10. It is further submitted on behalf of the Department that in the present case, the assessee has not received any income in convertible foreign exchange form outside India. It is the submission of the Department that the income received by the assessee is the payment received by the assessee from WAPCOS pursuant to an agreement between WAPCOS and the petitioner. In the first place, this was not a ground for rejecting the petitioner’s application. Any way, this submission is not supported by the terms of the agreement dated February 5, 1976, or the nature of the arrangement between the petitioner and WAPCOS. As set out earlier, the petitioner is entitled to receive payment in its own right in respect of services rendered by the employees of the petitioner outside India. Under the agreement between WAPCOS and the petitioner, WAPCOS is entitled to retain 20% of this income for its promotional expenses and overheads. The balance of 80% of the income is to be received by the petitioner. WAPCOS is merely the agent of the petitioner for the purpose of receiving this 80% of the payment which in turn is handed over by WAPCOS to the petitioner in India. In the absence of the Reserve Bank of India’s permission, the payment which was received in foreign exchange by WAPCOS was converted into Indian rupees and handed over to the petitioner. This cannot make any difference to the fact that the payment was received in foreign exchange on behalf of the petitioner by WAPCOS and it is brought into India on behalf of the petitioner. In fact, under the same agreement, after obtaining the permission of the Reserve Bank of India, the petitioner is now receiving payment in foreign exchange as from December, 1978 onwards. The income, therefore, which is derived by the petitioner under the contract dated February 5, 1976, is an income received in convertible foreign exchange outside India and brought into India on behalf of the assessee in accordance with the law in force.

11. In this connection, my attention was drawn to a decision of my brother Pratap J., dated June 10, 1985, in Gannon Dunkerley & Co. Ltd. v. Central Board of Direct Taxes, New Delhi, in Writ Petition No. 1044 of 1981 [1986] 159 ITR 162 (Bom). In that case, Gannon Dunkerley & Co. Ltd. had acted as sub-contractors of Engineering Projects (India) Ltd. in respect of a contract entered into by Engineering Projects (India) Ltd. with the Government of Kuwait. There was an agreement between Gannon Dunkerley & Co. Ltd. and Engineering Projects (India) Ltd., under which Gannon Dunkerley & Co. Ltd. had worked in Kuwait. The application of Gannon Dunkerley & Co. Ltd. for approval of this agreement with Engineering Projects (India) Ltd. under section 80-O of the Income-tax Act was rejected by the Board on the ground that the agreement was with an Indian company and hence it did not qualify for approval under section 80-O. This contention of the Board was negatived by the High Court which held that the main conditions and ingredients of section 80-O were complied with.
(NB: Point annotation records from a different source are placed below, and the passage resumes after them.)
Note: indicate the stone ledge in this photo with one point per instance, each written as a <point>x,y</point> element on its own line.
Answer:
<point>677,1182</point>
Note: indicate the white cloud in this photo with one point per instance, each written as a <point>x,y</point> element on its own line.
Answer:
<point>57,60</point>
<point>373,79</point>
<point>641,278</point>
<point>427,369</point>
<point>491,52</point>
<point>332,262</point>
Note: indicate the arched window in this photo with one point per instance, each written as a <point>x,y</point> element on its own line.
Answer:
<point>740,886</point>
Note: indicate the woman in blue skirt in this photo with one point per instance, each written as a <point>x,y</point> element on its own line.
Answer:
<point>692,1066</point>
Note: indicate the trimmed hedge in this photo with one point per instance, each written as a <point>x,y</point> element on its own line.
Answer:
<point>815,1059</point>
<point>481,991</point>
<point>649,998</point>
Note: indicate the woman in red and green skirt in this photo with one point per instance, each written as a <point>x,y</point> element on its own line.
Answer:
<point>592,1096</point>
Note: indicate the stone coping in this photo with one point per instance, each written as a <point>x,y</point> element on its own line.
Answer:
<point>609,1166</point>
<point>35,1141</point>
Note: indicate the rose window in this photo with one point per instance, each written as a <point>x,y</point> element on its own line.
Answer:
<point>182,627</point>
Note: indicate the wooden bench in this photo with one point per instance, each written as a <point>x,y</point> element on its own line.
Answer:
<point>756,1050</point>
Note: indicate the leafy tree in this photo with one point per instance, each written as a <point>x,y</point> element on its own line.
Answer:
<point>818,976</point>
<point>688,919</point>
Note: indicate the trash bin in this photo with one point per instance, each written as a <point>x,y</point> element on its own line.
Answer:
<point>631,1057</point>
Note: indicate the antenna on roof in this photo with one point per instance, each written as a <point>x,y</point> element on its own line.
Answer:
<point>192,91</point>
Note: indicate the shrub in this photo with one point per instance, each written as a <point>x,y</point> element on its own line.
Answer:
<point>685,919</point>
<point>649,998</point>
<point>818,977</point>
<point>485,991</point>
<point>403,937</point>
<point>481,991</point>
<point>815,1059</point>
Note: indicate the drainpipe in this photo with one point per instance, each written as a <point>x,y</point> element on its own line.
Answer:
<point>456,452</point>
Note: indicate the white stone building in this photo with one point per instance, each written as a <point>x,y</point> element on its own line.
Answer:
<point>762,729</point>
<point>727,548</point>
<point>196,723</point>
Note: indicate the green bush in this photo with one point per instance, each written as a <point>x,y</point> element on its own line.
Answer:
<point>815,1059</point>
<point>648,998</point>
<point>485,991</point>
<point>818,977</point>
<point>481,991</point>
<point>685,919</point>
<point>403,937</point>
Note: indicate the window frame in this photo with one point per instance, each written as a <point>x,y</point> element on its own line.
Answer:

The court said that the object of section 80-O is to encourage the export of Indian technical know-how and augmentation of foreign exchange resources of the country. Bearing in mind the object, the agreement in question fulfilled objectives for which section 80-O was enacted and hence it should be held as covered by section 80-O. The learned judge in that case on facts came to the conclusion that the agreement in question there complied with the conditions of section 80-O.

12. In the present case, there is nothing in section 80-O which requires that the agreement should necessarily be between the assessee and the foreign party. If the conditions set out in section 80-O are fulfilled, the agreement would qualify for approval by the Board. The agreement dated February 5, 1976, for the reasons set out above, qualifies for such approval.

13. In the premises, the petition is allowed and the rule is made absolute in terms of prayers (a) and (b).

14. The respondents to pay to the petitioner the costs of the petition.